Rapidan Camp

A wooden bridge leads across a mountain stream to a brown cabin in the woods.

Quick Facts
Historic summer retreat of President Herbert Hoover and First Lady Lou Henry Hoover
National Historic Landmark

Historical/Interpretive Information/Exhibits

Take a Virtual Tour

Nestled deep in a hollow at the headwaters of the Rapidan River is a little piece of history: Rapidan Camp. This National Historic Landmark was the beautiful, rustic getaway of President Herbert Hoover and First Lady Lou Henry Hoover during their time in the White House. This restful spot provided the couple respite and rejuvenation throughout a tumultuous presidency and was the backdrop for historic meetings during one of our nation's most difficult times: the Great Depression. A visit to the exhibits at Rapidan Camp will reveal a different perspective of the First Couple and provide you with the same respite and rejuvenation prompted by the beauty and serenity of this special place.

A National Historical Landmark

Rapidan Camp earned the distinction of being named a National Historic Landmark in 1988 as "Camp Hoover," the common name of the camp during the years it operated as a government retreat. The camp was deemed nationally significant because of its association with the Hoovers and their presidential administration. In addition to providing the president and his family respite during tumultuous times, the camp is also significant because of the important meetings, conversations, and decisions made here. Hoover said, "I have discovered that even the work of government can be improved by leisurely discussions of its problems out under the trees where no bells or callers jar one's thoughts."

Getting Here

Rapidan Road, which lies across from Byrd Visitor Center (mile 51.2) and leads several miles down to Rapidan Camp, is closed to all private vehicles. There are still several options for visiting the camp, however:

  • Ranger-led Tour
    Starting with a shuttle ride from Byrd Visitor Center, Ranger-guided tours of Rapidan Camp include time inside both the Brown House and the Prime Minister's Cabin, as well as time exploring the grounds and gardens within this historic landmark. Tours are available by reservation only and are typically offered during the spring, summer, and fall. Visitors may book a reservation up to 6 months in advance and up to 4 hours before the tour.
  • Hiking
    We recommend the 4-mile Rapidan Camp hike from the Milam Gap parking area, although you may also choose to do the longer Mill Prong - Laurel Prong Loop hike, or the Mill Prong Horse Trail that is down Rapidan Road and to the right.
  • Horseback Riding
    Rapidan Camp is also accessible with a horse, by riding down Rapidan Road from the Rapidan parking area (mile 51.3) and returning the same way. Please take the time to review our horseback riding rules and best practices before taking this trip.

Getting Around

Within Rapidan Camp, each building, existing and obliterated, is marked with a sign, and most of them are on the main path. You can peruse the exterior interpretive panels year-round. When caretakers are here, (typically during the spring, summer, and fall) you can visit the exhibits in the Brown House and Prime Minister's Cabin.

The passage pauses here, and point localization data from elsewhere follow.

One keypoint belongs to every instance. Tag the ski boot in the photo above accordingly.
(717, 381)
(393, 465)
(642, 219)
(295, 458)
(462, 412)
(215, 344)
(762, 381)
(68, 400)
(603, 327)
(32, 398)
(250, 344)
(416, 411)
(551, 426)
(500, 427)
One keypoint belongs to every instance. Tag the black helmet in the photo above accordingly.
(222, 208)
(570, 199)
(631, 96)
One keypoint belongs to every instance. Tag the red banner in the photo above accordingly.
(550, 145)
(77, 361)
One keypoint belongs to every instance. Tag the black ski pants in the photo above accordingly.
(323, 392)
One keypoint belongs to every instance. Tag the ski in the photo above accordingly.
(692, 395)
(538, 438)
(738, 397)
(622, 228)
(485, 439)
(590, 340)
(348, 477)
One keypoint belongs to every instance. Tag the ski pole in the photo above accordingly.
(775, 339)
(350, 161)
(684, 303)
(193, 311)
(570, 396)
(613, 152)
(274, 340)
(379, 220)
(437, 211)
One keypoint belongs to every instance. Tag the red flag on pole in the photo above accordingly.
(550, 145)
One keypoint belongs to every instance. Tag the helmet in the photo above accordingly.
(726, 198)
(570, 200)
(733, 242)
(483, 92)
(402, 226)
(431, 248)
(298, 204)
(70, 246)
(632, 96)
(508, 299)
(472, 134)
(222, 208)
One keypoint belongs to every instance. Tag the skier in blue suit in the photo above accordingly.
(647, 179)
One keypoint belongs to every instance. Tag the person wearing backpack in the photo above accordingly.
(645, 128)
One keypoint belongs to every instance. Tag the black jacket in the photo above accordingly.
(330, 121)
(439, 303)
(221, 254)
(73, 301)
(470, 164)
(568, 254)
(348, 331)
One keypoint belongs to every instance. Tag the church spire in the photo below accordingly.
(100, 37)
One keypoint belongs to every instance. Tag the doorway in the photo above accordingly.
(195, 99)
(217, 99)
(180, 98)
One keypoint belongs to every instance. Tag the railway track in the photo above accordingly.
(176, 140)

The Brown House is historically refurnished to reflect the Hoover era. The Prime Minister's Cabin houses an interpretive exhibit about the Hoover's and their life at Rapidan. If you're up for a walk, follow the trail up to the site of Five Tents and/or take the President's Walk, a beautiful stroll along the creek to the sluice built to divert the natural Laurel Prong to feed the Marine-built Hemlock Run.